Quand l’hiver s’installe et que le jardin se recouvre d’un manteau blanc, une question revient souvent. Lla neige est-elle bénéfique pour la pelouse ou, au contraire, représente-t-elle un risque pour sa santé ? Les observations des spécialistes et les études menées sur l’impact du froid permettent d’y voir plus clair. La réponse n’est pas aussi tranchée qu’on pourrait le croire, car tout dépend des conditions météorologiques et de l’état du gazon avant l’arrivée de la neige.
Lorsqu’elle tombe sur une pelouse en bonne santé, la neige agit comme un isolant naturel. Elle protège les racines du froid intense en maintenant une température relativement stable au niveau du sol. Sans cette couverture, des gels répétés et profonds pourraient endommager les brins d’herbe et fragiliser les racines. C’est pour cette raison que dans certaines régions au climat rigoureux, la neige est perçue comme une alliée. Elle empêche les sols de geler en profondeur et permet aux micro-organismes du sol de continuer leur activité, même au ralenti.
Toutefois, la neige peut aussi présenter des effets indésirables, en particulier lorsqu’elle reste longtemps en place et qu’elle est soumise à des variations de température. Lorsque le redoux s’installe après une période de gel, la fonte partielle puis le regel de l’eau piégée dans la pelouse peuvent provoquer l’apparition d’une croûte de glace. Ce phénomène, appelé « encroûtement », empêche l’air de circuler et peut asphyxier les brins d’herbe en dessous. Ce manque d’oxygène affaiblit la pelouse et favorise l’apparition de maladies cryptogamiques, notamment la fusariose nivale, une affection qui se manifeste par des taches jaunâtres ou brunâtres dès la fonte des neiges.
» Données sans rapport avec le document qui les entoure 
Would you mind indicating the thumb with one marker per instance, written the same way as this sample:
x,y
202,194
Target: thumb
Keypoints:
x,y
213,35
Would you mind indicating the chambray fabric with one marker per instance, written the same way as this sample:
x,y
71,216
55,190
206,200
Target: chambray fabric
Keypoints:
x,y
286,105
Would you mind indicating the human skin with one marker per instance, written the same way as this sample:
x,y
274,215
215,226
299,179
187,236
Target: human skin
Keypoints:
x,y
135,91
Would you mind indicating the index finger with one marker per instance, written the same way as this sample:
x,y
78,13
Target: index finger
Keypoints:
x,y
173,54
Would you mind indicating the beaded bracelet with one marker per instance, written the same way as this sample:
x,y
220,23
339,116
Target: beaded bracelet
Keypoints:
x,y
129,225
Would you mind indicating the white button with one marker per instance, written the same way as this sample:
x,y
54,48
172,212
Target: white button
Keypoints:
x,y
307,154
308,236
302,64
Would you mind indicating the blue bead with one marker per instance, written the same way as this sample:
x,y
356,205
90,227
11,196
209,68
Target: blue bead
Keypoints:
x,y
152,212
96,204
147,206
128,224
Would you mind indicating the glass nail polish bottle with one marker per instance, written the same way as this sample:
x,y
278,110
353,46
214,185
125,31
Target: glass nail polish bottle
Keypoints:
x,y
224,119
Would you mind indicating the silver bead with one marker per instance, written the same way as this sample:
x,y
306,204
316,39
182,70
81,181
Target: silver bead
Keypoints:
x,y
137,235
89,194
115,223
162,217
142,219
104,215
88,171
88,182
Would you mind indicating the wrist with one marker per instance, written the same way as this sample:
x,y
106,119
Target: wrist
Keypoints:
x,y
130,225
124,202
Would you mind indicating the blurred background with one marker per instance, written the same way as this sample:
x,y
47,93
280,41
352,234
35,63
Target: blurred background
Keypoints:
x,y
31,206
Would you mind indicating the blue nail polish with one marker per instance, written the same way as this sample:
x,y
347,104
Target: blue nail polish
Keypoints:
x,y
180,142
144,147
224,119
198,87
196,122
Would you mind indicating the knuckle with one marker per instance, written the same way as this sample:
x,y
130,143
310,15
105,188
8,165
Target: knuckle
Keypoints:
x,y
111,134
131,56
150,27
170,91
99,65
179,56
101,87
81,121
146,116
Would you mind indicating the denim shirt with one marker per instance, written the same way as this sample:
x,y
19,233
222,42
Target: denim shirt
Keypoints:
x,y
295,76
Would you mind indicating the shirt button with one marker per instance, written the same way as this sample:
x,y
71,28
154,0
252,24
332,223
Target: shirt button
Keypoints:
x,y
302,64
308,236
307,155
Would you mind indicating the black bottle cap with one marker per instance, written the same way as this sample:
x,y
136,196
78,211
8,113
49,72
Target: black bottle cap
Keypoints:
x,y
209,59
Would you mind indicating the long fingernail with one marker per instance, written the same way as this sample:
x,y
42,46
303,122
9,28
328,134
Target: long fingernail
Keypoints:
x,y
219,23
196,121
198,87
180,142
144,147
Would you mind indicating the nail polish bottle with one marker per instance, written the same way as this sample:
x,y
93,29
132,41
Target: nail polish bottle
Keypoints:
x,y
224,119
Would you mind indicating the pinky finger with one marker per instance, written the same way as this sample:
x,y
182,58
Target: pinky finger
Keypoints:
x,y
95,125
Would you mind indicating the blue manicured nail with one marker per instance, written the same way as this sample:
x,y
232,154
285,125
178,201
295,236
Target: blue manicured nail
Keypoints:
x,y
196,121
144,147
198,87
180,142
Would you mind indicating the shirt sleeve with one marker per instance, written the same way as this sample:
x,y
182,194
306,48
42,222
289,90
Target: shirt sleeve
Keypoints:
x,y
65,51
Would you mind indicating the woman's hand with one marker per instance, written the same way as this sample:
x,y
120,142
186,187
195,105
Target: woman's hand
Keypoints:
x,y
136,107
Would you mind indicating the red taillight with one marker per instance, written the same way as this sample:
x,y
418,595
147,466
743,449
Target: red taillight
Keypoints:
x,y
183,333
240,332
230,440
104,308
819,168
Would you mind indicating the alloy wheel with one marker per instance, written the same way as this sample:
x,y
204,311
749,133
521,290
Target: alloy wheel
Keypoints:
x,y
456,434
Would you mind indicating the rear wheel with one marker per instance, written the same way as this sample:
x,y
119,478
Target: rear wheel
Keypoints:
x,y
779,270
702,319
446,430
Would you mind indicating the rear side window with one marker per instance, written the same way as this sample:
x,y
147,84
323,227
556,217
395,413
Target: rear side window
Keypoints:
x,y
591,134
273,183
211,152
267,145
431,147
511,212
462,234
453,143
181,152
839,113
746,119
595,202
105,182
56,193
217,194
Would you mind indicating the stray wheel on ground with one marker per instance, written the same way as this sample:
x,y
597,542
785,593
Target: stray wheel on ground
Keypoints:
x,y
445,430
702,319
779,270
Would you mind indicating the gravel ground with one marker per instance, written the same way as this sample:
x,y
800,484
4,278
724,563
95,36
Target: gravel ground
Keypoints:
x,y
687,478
Le piétinement de la pelouse enneigée est un autre facteur qui peut influencer son état au retour des beaux jours. Lorsque la neige est tassée par les passages répétés, elle forme une couche compacte qui retarde la fonte et favorise l’humidité stagnante. Cette humidité excessive crée un environnement propice au développement de champignons pathogènes. Mieux vaut donc éviter de marcher inutilement sur un gazon recouvert de neige, surtout si celle-ci est lourde et humide.
Un autre élément à prendre en compte est l’impact du sel de déneigement utilisé sur les allées et trottoirs adjacents. Lors de la fonte, l’eau chargée de sel peut s’infiltrer dans le sol et affecter les brins d’herbe situés à proximité des zones traitées. Ce sel modifie la structure du sol et nuit à l’absorption des nutriments, ce qui peut entraîner un jaunissement de la pelouse au printemps. Il est donc recommandé d’utiliser des alternatives moins agressives, comme le sable ou la cendre, pour limiter ces effets.
Enfin, l’état de la pelouse avant l’hiver joue un rôle déterminant dans sa capacité à bien supporter la neige. Un gazon trop court ou affaibli par une tonte tardive sera plus vulnérable aux agressions du froid. À l’inverse, une pelouse bien préparée, avec une fertilisation adaptée en automne et un dernier passage de tondeuse à la hauteur idéale (autour de 5 cm), aura de meilleures chances de bien repartir au printemps.
La neige n’est donc pas un ennemi pour la pelouse, bien au contraire. Elle agit comme une couverture protectrice contre les rigueurs de l’hiver, à condition qu’elle ne soit ni trop lourde, ni trop piétinée, ni accompagnée d’un dégel brutal. En limitant les passages sur la pelouse, en évitant l’usage excessif de sel et en veillant à bien préparer le gazon à l’automne, il est possible de profiter des bienfaits de la neige sans subir ses inconvénients au retour des beaux jours.